Sajatovic et al¹⁶ published the results of a prospective, open trial with quetiapine (mean dose = 203 ± 124 mg/d) as add-on therapy in 20 patients (10 bipolar, 10 schizoaffective; 19 male, 1 female) insufficiently responsive to their mood stabilizer or antipsychotic. Pre-post assessments indicated significant improvement in the BPRS, Mania Rating Scale (MRS), and HDRS scores. While the combination was generally well tolerated, there was a mean weight gain of 4.9 kg (10.8 lb). This raises the specter of complications associated with substantial weight gain produced by several of the novel antipsychotics.

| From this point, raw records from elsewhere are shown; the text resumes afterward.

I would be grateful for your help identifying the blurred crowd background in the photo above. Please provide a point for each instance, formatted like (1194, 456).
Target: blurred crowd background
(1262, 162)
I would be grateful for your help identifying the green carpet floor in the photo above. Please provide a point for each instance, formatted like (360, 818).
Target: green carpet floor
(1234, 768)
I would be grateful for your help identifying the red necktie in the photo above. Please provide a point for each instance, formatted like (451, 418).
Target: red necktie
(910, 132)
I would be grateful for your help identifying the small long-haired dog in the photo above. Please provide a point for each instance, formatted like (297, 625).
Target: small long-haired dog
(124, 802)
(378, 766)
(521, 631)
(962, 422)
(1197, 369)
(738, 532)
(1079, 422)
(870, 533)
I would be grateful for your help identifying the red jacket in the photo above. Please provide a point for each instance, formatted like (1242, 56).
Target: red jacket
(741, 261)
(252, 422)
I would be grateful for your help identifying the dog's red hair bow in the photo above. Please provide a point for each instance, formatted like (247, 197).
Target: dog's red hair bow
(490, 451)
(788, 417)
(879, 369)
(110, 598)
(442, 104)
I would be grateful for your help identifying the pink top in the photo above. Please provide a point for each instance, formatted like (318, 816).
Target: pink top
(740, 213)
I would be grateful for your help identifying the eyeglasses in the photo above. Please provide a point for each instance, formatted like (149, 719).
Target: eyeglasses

A recent report indicates that ziprasidone may also be an effective antimanic agent. In a randomized, double-blind, placebo-controlled, multicenter trial involving 210 bipolar (manic or mixed episodes) patients, ziprasidone (80 to 160 mg/d; n=140) was compared to a placebo (n=70) for 3 weeks.¹⁷ By day 2 and all subsequent time points, ziprasidone was superior in terms of mean change scores from the baseline MRS; produced a more rapid and significantly greater improvement in overall psychopathology in both positive and negative symptoms; and did not produce significant adverse effects (including relevant ECG parameter changes) when compared with the placebo. Similar trials are being conducted for risperidone, aripiprazole, and iloperidone.

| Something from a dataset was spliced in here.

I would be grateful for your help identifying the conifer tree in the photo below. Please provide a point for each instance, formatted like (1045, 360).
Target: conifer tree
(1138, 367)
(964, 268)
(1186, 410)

Finally, Meehan et al¹⁸ reported on the results of an acute parenteral formulation of olanzapine used to manage agitation in an acute manic or mixed episode. This was a 24-hour, double-blind, placebo-controlled trial comparing intramuscular olanzapine to intramuscular lorazepam. The following results were indicated:

Olanzapine (doses of 5 to 10 mg) produced a significantly greater reduction in excitation than did the placebo or lorazepam at 30 minutes post-injection.
Twice as many patients receiving lorazepam or a placebo versus olanzapine required more than one injection.
Except for olanzapine-induced tachycardia in one patient, there were no significant changes in vital signs, ECG parameters, or laboratory assays among the three groups.
Somnolence (13%) and dizziness (9%) were the most frequent side effects in the olanzapine group.

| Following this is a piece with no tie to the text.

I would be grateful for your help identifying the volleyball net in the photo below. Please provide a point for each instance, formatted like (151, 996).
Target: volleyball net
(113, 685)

Treatment strategies for depression and mania

Considering the existing research data, clinical experience, and the risk/benefit ratio, treatment strategies that emphasize the role of antipsychotics in managing severe mood disorders are presented in the algorithms in Figures 1 and 2.

Figure 1 emphasizes the role of antipsychotics in the pharmacological management of patients with major depression. For unipolar depression with psychotic symptoms, options include an antidepressant plus an antipsychotic; amoxapine monotherapy; and possibly monotherapy with a novel agent such as ziprasidone. For bipolar depression with psychosis or schizoaffective disorder with depression, combining a mood stabilizer such as lithium plus an antipsychotic may be sufficient, but often an antidepressant must also be added. If the response is insufficient, consider switching to a novel antipsychotic (e.g., olanzapine or risperidone) plus a mood stabilizer (± antidepressant). In more serious exacerbations (e.g., high suicidality), ECT may be most appropriate. Secondary choices include clozapine with or without an antidepressant or novel antipsychotic such as risperidone combined with ECT.